Gilligan Adrienne M, Malone Daniel C, Warholak Terri L, Armstrong Edward P
College of Pharmacy, The University of Arizona, Tucson, AZ, USA.
Am J Geriatr Pharmacother. 2012 Oct;10(5):303-12. doi: 10.1016/j.amjopharm.2012.09.002.
Treatment disparities in Alzheimer's disease (AD) have received little attention. Determining whether disparities exist in this subpopulation is an important health policy issue.
The aim was to determine whether an association existed between race/ethnicity and exposure to AD pharmacotherapy across 4 state Medicaid populations.
Data from the Centers for Medicare and Medicaid Services (CMS) were used in this retrospective study. Persons with AD enrolled in California, Florida, New Jersey, or New York Medicaid programs on January 1, 2004, and remained in that program for 1 year. Individuals had an AD diagnosis based on the ICD-9-CM code 331.0. Outcomes of interest were exposure to a cholinesterase inhibitor (ChEI) or memantine. Multivariate logistic regression was used to test for the association between race/ethnicity and exposure to a ChEI or memantine. Variables of interest included demographic characteristics and resource utilization factors. The Oaxaca-Blinder decomposition method was used to test for disparities to determine whether exposure to AD pharmacotherapy was influenced by race.

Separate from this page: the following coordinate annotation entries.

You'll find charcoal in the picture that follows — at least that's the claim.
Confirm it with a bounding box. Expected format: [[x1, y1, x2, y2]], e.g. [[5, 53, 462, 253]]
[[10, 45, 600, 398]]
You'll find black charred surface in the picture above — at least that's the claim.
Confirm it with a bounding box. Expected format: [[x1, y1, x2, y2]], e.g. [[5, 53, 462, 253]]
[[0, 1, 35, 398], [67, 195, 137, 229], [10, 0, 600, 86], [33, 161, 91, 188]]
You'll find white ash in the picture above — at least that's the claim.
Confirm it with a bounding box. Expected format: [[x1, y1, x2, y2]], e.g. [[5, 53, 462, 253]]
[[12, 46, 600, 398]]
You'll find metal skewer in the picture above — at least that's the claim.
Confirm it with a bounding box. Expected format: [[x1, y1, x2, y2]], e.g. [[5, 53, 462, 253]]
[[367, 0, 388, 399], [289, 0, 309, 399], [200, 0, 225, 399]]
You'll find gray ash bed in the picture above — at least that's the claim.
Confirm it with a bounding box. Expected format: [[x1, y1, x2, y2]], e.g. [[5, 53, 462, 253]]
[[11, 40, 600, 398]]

Race, age, long-term care admittance, inpatient care admittance, state of residence, and sex were significant predictors of AD pharmacotherapy exposure (P < 0.0001 for all variables). Racial/ethnic disparities were observed with respect to exposure to a ChEI or memantine between non-Hispanic whites and Hispanics (in favor of Hispanics) in Florida (P < 0.0001), between non-Hispanic blacks and Hispanics (in favor of Hispanics) in California (P < 0.0001) and Florida (P < 0.0001), between non-Hispanic blacks and non-Hispanic others (in favor of non-Hispanic others) in California (P < 0.0001) and New York (P < 0.0001), and between Hispanics and non-Hispanic others (in favor of non-Hispanic others) in California (P = 0.001) and New York (P < 0.0001).
Disparities in AD pharmacotherapy exposure among minority populations are just as prevalent, if not of greater magnitude, than minority/white disparities.
阿尔茨海默病(AD)的治疗差异很少受到关注。确定这一亚人群中是否存在差异是一个重要的卫生政策问题。
旨在确定4个州医疗补助人群的种族/族裔与AD药物治疗暴露之间是否存在关联。
本回顾性研究使用了医疗保险和医疗补助服务中心(CMS)的数据。2004年1月1日参加加利福尼亚州、佛罗里达州、新泽西州或纽约州医疗补助计划且在该计划中持续参保1年的AD患者。根据国际疾病分类第九版临床修订本(ICD-9-CM)代码331.0确诊为AD。感兴趣的结局是胆碱酯酶抑制剂(ChEI)或美金刚的使用情况。采用多因素logistic回归分析种族/族裔与ChEI或美金刚使用之间的关联。感兴趣的变量包括人口统计学特征和资源利用因素。采用奥克萨卡-布林德分解法检验差异,以确定AD药物治疗暴露是否受种族影响。
种族、年龄、长期护理入院情况、住院护理入院情况、居住州和性别是AD药物治疗暴露的显著预测因素(所有变量P<0.0001)。在佛罗里达州,非西班牙裔白人与西班牙裔之间(西班牙裔更占优势)在ChEI或美金刚使用方面存在种族/族裔差异(P<0.0001);在加利福尼亚州(P<0.0001)和佛罗里达州(P<0.0001),非西班牙裔黑人和西班牙裔之间(西班牙裔更占优势)存在差异;在加利福尼亚州(P<0.0001)和纽约州(P<0.0001),非西班牙裔黑人和非西班牙裔其他种族之间(非西班牙裔其他种族更占优势)存在差异;在加利福尼亚州(P=0.001)和纽约州(P<0.0001),西班牙裔和非西班牙裔其他种族之间(非西班牙裔其他种族更占优势)存在差异。
少数族裔人群在AD药物治疗暴露方面的差异即便不比少数族裔/白人之间的差异更大,也同样普遍。